EVALUATION OF ERYTHROCYTE GLUTATHIONE TRANSFERASE AS A POTENTIAL NEW BIOMARKER IN CHRONIC KIDNEY DISEASE AND MAINTENANCE HEMODIALYSIS PATIENTS

Abstract

C hronic kidney disease (CKD) is an important source of long-term morbidity and mortality. It has been estimated that CKD affects more than 20 million people in the United States. Given that most patients are asymptomatic until the disease has significantly progressed, they remain unaware of the condition. Thus, it is essential to have clinical practice guidelines aimed at early detection, evaluation, diagnosis, and treatment of this condition. Hemodialysis is the most common method used to treat advanced and permanent kidney failure, it has made survival possible for more than a million people throughout the world who have end-stage renal disease (ESRD) with limited or no kidney function. Kt/Vurea is a mathematical model that takes into account the urea clearance in a single hemodialysis session. It is commonly used to assess the delivered dose of dialysis in maintenance hemodialysis (MHD) patients.

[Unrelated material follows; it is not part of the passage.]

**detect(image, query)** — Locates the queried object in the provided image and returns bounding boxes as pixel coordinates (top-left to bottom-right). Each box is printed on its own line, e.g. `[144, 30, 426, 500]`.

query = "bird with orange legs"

This parameter only reflects the efficacy of dialytic treatments in removing small toxins, but not middle and protein-bound toxins. GSTs may act as ligandins by binding and sequestering a variety of small or large toxic compounds and peptides. Human glutathione transferase P1-1 (hGSTP1-1) is a homodimeric intracellular protein of about 46 kDa expressed in different organs and cell types. The GSTP1-1 is the most abundant form of intra-erythrocyte transferase representing 95% of entire GST pool. Erythrocyte glutathione transferase (e-GST), an enzyme devoted to cell depuration against a lot of large and small toxins, is claimed to be overexpressed in uremic patients.